La actriz de teatro, cine y televisión, Amparo Baró San Martín ha fallecido este jueves a los 77 años en el hospital de Puerta de Hierro de Madrid a causa de un cáncer.

Nacida el 21 de septiembre de 1937,  pasó su infancia en Barcelona. Pronto descubrió su vocación al ingresar en el Teatro Español Universitario.

La oportunidad de su vida le llegó en 1957, de manos de Adolfo Marsillach para sustituir a Amparo Soler Leal, en Las preciosas ridículas, de Molière. En 1965 formó su propia compañía con compañeros como Luis Prendes, Elvira Quintanilla y Manuel Galiana. Entre las obras que llevaron a escena destacaron Los buenos días perdidosAntígona. En 1967, se disolvió la compañía por falta de fondos.
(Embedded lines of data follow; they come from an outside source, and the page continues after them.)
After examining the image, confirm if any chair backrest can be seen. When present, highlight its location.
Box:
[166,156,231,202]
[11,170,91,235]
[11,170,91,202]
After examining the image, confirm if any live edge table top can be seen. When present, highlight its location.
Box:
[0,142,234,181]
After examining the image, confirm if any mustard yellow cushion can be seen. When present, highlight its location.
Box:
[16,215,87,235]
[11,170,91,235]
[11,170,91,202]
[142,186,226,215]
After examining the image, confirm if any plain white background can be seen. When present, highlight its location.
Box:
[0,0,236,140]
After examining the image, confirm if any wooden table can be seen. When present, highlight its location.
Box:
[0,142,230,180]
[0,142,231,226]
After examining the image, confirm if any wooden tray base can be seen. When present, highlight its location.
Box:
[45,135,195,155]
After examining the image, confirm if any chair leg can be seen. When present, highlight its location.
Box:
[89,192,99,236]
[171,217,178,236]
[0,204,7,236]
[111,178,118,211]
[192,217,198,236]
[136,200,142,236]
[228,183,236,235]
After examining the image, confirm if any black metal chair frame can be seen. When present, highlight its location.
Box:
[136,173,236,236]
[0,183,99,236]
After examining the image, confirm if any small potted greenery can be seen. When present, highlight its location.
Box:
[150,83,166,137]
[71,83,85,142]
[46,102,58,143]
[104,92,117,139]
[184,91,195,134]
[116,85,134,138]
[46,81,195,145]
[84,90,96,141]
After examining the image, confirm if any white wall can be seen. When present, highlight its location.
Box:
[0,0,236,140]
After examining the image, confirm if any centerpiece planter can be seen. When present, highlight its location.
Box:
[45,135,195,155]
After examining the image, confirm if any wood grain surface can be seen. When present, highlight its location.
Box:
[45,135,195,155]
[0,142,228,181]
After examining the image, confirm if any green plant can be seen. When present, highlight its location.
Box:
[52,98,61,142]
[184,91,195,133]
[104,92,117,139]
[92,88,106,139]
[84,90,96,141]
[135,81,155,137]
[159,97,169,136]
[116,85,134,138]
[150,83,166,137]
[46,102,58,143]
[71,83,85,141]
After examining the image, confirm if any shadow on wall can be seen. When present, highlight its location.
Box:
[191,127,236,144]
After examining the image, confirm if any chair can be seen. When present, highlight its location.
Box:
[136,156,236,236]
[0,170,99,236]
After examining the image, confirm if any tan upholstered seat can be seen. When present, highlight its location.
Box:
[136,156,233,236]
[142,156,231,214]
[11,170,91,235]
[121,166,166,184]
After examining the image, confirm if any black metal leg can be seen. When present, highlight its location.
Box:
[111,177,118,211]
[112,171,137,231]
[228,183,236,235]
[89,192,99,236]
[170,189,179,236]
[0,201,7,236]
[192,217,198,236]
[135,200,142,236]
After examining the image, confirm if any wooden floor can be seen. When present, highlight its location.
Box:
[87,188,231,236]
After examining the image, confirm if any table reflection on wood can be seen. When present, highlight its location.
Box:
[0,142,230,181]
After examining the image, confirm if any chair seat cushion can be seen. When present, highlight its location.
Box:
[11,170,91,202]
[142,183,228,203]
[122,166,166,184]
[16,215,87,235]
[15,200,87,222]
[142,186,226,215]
Realizó grandes interpretaciones teatrales, como en La casa de las muñecas, de Ibsen, calificada por los críticos como la mejor interpretación de su carrera.

A través de la televisión llegó a ‘Estudio 1’, aquellas legendarias producciones teatrales que hacía Televisión Española.

Jaime de Armiñán fue el otro impulsor de su carrera, el hombre que la convirtió en una cara popular en la televisión de los dos canales. Trabajo en películas como ‘El bosque animado’ o ‘Las cosas del querer’. Y entonces llegó ‘Siete vidas’, con el papel de Sole, progre, deslenguada, que con su socarrón sentido del humor se hizo tan simpática de todos los televidentes.

Baró, que llevaba 11 años lejos de los escenarios (desde el éxito de ‘Siete vidas’), se midió con Irene Escolar y Carmen Machi a las órdenes de Gerardo Vera. El resultado fue mucho mejor que sobresaliente.

Baró tenía previsto reencontrarse con Carmen Machi (que también relanzó su carrera enn ‘Siete vidas’) en una nueva película. Se iba a llamar ‘La puerta abierta’.